Standing there in that battleship-grey headquarter building with low ceilings – too far from daylight really; and coffee really unworthy of consumption although always served with a smile – that’s when you, against logic, common sense or indeed sanity, take something more on. Whilst the details might be different, I am sure many of you have had the same experience. You get tapped. You step up. You deliver.

That was my first. It wasn’t my last. Why do we do it? I can tell you why I do it:

  • I believe that in today’s world, communication can be a force for good.
  • I believe that we have a unique way of connecting people for this purpose – a certain je ne sais quois – which I haven’t seen in any other organisation that spans the world like this organisation does.

And I know: that with thousands of members worldwide, across diverse industries, sectors and disciplines, this is a community alive with knowledge. Alive with experience. Alive with ideas. All of which are freely exchanged. A community I love being part of – and people I can’t do without.

A community that has a real and tangible impact. It is a force for good – through the Global Standard for the Communication Profession, our Code of Ethics, our educational offerings, our mentoring, our leadership development. I could go on. Most of all though, for me: it is about the connection – and the connections – that it enables. Because it is in that intersect the magic happens. The sweet spot of action.

Let’s be clear – the ask that was made, the ask to step up, was based on social capital – it was based on a connection.

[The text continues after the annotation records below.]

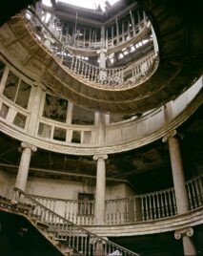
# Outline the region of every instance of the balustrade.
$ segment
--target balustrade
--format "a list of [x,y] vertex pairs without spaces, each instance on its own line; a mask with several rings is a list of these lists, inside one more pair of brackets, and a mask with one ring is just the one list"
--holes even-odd
[[32,196],[25,194],[19,189],[14,190],[23,196],[23,202],[30,205],[29,213],[25,213],[30,220],[35,220],[42,227],[44,233],[54,236],[55,241],[65,242],[65,248],[73,248],[80,255],[98,255],[98,247],[100,255],[107,255],[115,250],[119,250],[124,256],[138,256],[138,254],[128,250],[114,243],[112,243],[102,237],[99,237],[87,229],[76,225],[68,221],[57,213],[51,211],[45,205],[37,202]]
[[198,176],[186,182],[190,209],[195,209],[203,204],[203,176]]
[[[31,10],[27,10],[22,16],[26,26],[36,40],[45,45],[48,51],[57,57],[60,62],[67,68],[68,72],[75,75],[77,77],[93,84],[110,85],[113,87],[125,87],[132,82],[139,80],[141,76],[148,77],[150,72],[154,67],[154,53],[145,55],[138,64],[135,62],[129,67],[119,67],[114,69],[99,68],[90,64],[80,56],[72,54],[67,45],[59,40],[55,33],[50,31],[47,26]],[[41,25],[39,29],[39,23]],[[37,26],[36,26],[37,24]],[[131,69],[131,78],[126,73]]]
[[[203,205],[203,176],[186,182],[190,209]],[[83,225],[94,224],[94,201],[60,200],[31,195],[64,218]],[[106,224],[158,220],[177,214],[173,188],[106,201]]]

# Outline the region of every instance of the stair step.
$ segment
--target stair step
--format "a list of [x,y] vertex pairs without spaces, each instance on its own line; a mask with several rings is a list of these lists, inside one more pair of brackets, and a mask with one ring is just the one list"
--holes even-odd
[[56,240],[56,241],[67,241],[66,238],[60,238],[60,237],[59,238],[55,237],[54,240]]
[[40,221],[36,221],[36,224],[43,228],[49,228],[49,224]]

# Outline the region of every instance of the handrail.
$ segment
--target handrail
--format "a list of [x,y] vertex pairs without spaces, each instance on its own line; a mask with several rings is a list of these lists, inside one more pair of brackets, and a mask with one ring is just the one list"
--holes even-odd
[[[63,218],[62,216],[39,203],[33,197],[27,195],[21,189],[14,188],[14,192],[18,195],[23,195],[29,203],[34,206],[30,209],[30,215],[37,217],[39,221],[43,222],[44,224],[48,224],[50,228],[54,228],[55,230],[58,229],[58,233],[60,234],[71,236],[72,240],[74,240],[76,237],[76,243],[72,243],[72,240],[71,240],[70,243],[71,246],[75,246],[75,249],[77,251],[80,251],[81,249],[84,250],[84,247],[81,247],[81,245],[79,245],[79,238],[88,237],[89,244],[95,245],[95,250],[96,245],[100,245],[102,246],[102,250],[105,252],[104,255],[111,253],[116,249],[118,249],[121,253],[124,253],[123,255],[126,256],[139,255],[70,222],[69,220]],[[90,255],[87,254],[87,251],[83,251],[83,253],[85,253],[86,256]]]
[[[191,210],[203,205],[203,175],[186,181]],[[30,195],[63,217],[82,225],[94,224],[94,201],[65,200]],[[173,188],[106,200],[106,224],[157,220],[177,214]]]
[[[30,13],[30,19],[26,18],[26,13]],[[95,84],[95,86],[101,84],[102,86],[111,86],[111,88],[134,86],[134,83],[140,81],[141,75],[147,79],[157,67],[157,65],[154,65],[154,63],[157,63],[157,55],[155,53],[152,55],[152,53],[150,53],[142,58],[142,61],[138,60],[138,64],[134,62],[133,65],[131,65],[131,70],[125,66],[100,68],[73,54],[65,44],[56,38],[30,8],[24,11],[21,17],[27,28],[35,35],[36,40],[40,41],[40,43],[44,41],[43,44],[51,54],[59,58],[64,68],[68,69],[68,72],[71,73],[72,75],[76,75],[77,79],[81,79],[85,83],[89,81],[89,83]],[[36,20],[40,23],[44,32],[37,27]],[[29,26],[30,24],[31,26]],[[37,34],[40,38],[37,38]],[[125,75],[125,73],[128,73],[128,75]]]

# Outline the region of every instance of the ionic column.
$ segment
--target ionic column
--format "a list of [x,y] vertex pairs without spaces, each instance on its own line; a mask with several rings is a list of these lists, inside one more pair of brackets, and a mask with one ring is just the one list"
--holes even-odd
[[69,101],[68,109],[67,109],[67,124],[71,124],[71,118],[72,118],[72,110],[73,110],[73,103]]
[[196,249],[193,244],[191,237],[193,235],[193,227],[186,227],[178,229],[174,232],[174,238],[176,240],[181,239],[183,241],[183,251],[185,256],[197,255]]
[[[189,200],[185,186],[185,178],[183,172],[183,164],[181,160],[179,142],[175,135],[176,130],[169,132],[166,135],[166,137],[163,138],[163,141],[165,142],[168,140],[169,142],[177,214],[184,214],[189,209]],[[184,255],[196,255],[194,245],[193,245],[193,242],[190,239],[189,235],[191,234],[192,229],[189,230],[181,229],[175,232],[176,233],[174,234],[174,236],[176,239],[180,239],[182,236]]]
[[95,112],[94,124],[97,126],[97,145],[106,144],[106,124],[109,121],[109,115],[102,112]]
[[107,72],[102,70],[106,69],[106,61],[107,61],[107,49],[101,49],[96,52],[99,54],[99,78],[101,81],[107,78]]
[[158,53],[158,41],[157,41],[153,27],[151,26],[151,29],[152,29],[152,34],[153,49],[154,49],[155,53],[157,54],[157,53]]
[[188,211],[189,200],[185,186],[185,177],[184,177],[179,142],[175,135],[176,130],[169,132],[163,138],[163,141],[165,142],[168,140],[169,143],[177,214],[183,214]]
[[93,160],[97,160],[96,165],[96,195],[95,195],[95,224],[105,224],[105,199],[106,199],[106,163],[107,155],[95,155]]
[[40,109],[43,108],[41,101],[43,100],[43,92],[45,94],[46,88],[40,82],[35,81],[31,88],[30,99],[29,103],[29,110],[30,111],[28,134],[35,135],[37,129],[37,120],[40,116]]
[[[29,175],[30,162],[31,158],[31,152],[35,152],[37,148],[28,142],[22,142],[19,151],[22,152],[20,164],[18,167],[17,178],[15,181],[15,188],[19,188],[22,191],[26,190],[26,184]],[[14,196],[14,201],[18,200],[19,195]]]

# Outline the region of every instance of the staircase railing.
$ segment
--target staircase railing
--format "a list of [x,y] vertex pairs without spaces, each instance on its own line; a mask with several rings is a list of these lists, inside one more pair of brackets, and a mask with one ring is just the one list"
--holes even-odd
[[[32,196],[27,195],[20,189],[14,188],[17,195],[23,196],[23,202],[31,205],[29,217],[35,218],[39,225],[47,232],[54,235],[55,241],[61,242],[64,250],[72,248],[79,255],[106,256],[119,251],[122,256],[138,256],[137,253],[126,249],[112,242],[99,237],[87,229],[72,224],[57,213],[39,203]],[[117,255],[117,256],[118,256]]]
[[[203,205],[203,175],[186,182],[189,209]],[[31,195],[37,202],[79,225],[94,224],[94,201],[65,200]],[[177,214],[173,188],[129,198],[106,200],[106,224],[158,220]]]
[[[140,82],[141,76],[148,79],[157,67],[157,55],[152,52],[129,67],[100,68],[85,61],[82,56],[73,54],[66,44],[63,44],[51,31],[40,20],[31,10],[26,10],[21,15],[30,32],[34,38],[58,58],[69,73],[84,82],[108,85],[112,88],[133,86]],[[154,65],[155,64],[155,65]],[[143,81],[143,80],[142,80]]]

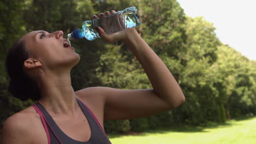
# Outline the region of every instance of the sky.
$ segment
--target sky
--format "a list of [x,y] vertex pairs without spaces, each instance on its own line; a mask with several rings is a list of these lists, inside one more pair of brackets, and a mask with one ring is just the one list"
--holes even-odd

A connection who could vividly paint the possibility of experience ahead. I’ve seen it in action. Again and again. I can’t count the amount of times when I have been up against it with a tough comms challenge – or a question from a mentee, perhaps outside my own field of comms strategy and facilitation, that I could not answer and have received emergency assistance from many a generous colleague in this organisation – and vice versa.

You know who you are. Thank you. I will always endeavour to do the same for you. Because there’s a u in endeavour.

Now let’s take stock. The smoke has not entirely cleared. Some will in fact say that we’re on a burning platform. One only we can fix. What’s happening?

These days I pay my own way for membership, yet when I joined, membership was an employer-provided benefit. For me; for many. The CFOs of the world removed that budget line. It isn’t coming back. Meanwhile on the interwebs indirect competitors are eating our audience for breakfast:  $20 for a copy of Harvard Business Review? Why pay, you can read five articles a month for free… $50 bucks for an event? Curate your own crowd using Meetup.com – there are thousands of if not hundreds of thousands of groups out there.

Competition is fierce.How many of you have used Uber or AirBnB? We’re not the only ones being disrupted. I know times have been hard. It hasn’t been a bed of roses. This I know. But you are nothing if not resilient. Now, it is not surprising that the field is busier than ever – Google tells me that there are:  2,500,000 searches for a communications strategy every month,  140,000 of those are looking for comms skills,  120,000 are looking for a coms conference…and if our membership grew at the rate of our LinkedIn group – now well past the 40,000 mark, we’d have fourfold the resources we have now.